To test the applicability of the developed approach for predicting annual loads for watersheds with limited water quality data, annual TON loads for two watersheds in Illinois were estimated using regression relationships from Ohio. The results provided reasonable estimates, with absolute median errors of less than 12% for both watersheds obtained using the regression relationship from all Ohio watersheds. These results confirmed the merits of the approach, demonstrating that a regional regression relationship may be utilized for predicting annual TON loads for similar watersheds in which the top load events are monitored.

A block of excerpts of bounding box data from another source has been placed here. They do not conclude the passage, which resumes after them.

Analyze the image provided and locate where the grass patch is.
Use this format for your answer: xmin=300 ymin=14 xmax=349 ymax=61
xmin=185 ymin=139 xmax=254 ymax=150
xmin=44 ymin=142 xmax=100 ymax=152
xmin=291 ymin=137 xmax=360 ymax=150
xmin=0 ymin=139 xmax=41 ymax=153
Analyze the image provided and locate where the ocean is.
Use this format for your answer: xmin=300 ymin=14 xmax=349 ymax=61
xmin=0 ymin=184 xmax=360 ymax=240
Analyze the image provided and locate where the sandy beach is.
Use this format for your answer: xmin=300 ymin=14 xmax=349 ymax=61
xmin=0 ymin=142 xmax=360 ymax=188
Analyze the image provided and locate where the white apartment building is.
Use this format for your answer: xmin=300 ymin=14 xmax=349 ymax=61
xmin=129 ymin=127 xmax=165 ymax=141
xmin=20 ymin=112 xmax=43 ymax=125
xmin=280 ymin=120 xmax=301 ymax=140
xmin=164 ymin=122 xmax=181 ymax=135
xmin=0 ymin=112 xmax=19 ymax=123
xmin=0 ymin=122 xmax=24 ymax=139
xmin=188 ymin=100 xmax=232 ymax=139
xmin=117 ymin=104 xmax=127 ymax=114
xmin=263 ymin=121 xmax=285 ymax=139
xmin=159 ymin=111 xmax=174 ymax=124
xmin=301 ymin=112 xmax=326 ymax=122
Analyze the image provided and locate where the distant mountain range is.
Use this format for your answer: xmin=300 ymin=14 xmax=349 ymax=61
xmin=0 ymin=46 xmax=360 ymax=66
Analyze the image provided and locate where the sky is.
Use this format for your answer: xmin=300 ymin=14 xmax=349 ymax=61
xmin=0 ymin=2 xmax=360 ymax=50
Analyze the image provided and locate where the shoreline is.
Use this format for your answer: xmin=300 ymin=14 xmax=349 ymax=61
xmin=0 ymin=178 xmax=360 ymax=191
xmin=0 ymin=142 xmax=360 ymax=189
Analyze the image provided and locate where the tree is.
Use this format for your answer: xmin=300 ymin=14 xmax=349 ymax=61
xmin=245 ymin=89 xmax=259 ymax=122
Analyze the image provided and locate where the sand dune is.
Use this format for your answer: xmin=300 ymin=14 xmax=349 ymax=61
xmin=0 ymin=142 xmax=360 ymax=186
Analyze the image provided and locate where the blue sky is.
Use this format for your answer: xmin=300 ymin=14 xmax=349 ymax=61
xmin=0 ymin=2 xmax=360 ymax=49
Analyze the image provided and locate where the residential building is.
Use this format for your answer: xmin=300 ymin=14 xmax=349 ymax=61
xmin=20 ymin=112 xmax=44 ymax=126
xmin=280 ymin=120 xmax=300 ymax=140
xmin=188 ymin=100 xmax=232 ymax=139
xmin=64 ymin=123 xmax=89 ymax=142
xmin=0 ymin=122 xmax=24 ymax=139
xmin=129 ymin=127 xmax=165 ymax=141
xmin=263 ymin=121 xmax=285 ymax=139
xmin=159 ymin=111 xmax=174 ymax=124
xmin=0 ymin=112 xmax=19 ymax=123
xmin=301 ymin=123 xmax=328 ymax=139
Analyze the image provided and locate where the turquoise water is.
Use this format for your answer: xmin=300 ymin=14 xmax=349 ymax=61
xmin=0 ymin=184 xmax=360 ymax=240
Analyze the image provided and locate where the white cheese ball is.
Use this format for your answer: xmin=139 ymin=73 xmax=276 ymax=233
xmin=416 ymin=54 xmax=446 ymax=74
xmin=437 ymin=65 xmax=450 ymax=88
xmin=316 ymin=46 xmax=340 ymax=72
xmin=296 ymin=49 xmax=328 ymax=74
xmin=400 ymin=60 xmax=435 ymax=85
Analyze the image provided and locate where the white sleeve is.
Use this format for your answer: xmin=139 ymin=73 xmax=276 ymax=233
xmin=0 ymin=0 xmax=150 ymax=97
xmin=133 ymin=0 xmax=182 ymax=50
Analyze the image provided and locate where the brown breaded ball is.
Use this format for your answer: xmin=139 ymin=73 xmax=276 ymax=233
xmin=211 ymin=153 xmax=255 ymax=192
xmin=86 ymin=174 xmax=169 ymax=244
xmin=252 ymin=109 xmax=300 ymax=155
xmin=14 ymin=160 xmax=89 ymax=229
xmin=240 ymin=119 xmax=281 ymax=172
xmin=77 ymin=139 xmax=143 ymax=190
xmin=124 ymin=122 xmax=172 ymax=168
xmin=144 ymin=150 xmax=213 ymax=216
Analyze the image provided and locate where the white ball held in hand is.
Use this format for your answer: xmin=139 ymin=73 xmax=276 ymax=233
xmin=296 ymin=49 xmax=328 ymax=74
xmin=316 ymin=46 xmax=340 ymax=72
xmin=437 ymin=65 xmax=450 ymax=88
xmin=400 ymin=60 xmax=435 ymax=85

Lastly, there are a few limitations of the proposed approach. In cases with short monitoring records, variations in annual load contributions from top load events during extremely wet or dry years might affect the regression relationships due to extreme values. Similarly, changes in nutrient application patterns and land management practices within a watershed might skew a regression relationship developed during a short monitoring period. Nonetheless, our analysis clearly outlines the role of a few large events in predicting annual pollutant loads. By reducing regular monitoring during low flow periods in a given water year and increasing the focus on big load events, which are generally linked to peak flows, annual pollutant loads may be predicted with a greater efficiency.

5. Conclusions

The research results provide an additional understanding of riverine pollutant dynamics in relation to hydroclimatic variations and land-use. In particular, this study evaluated the role of large load events in annual pollutant load export by assessing the predictability of annual TON, TP, and SS loads based on top load events in a year. It also provided a comprehensive analysis of long time-series of multiple constituents at eight watersheds with different land-uses, located in the Midwestern United States. A modified pollutant-specific baseflow separation technique was designed to identify high-flow events, and consequently, loads exported during these high-flow events. The results confirm and illustrate the existence of correlations between the pollutant loads exported during a few top load events and the total annual pollution loads. For each watershed size, land-use, and constituent, the study also determined the strength and significance of these correlations.

The results also provide some additional practical insights. They suggest that monitoring programs could be more cost-effective if they are designed to focus more on the loads exported during top load events. In addition, a better understanding of the feedbacks between hydroclimatic variability and load dynamics is critical for designing appropriate conservation practices and, ultimately, for validating nutrient reduction goals [44,45,46].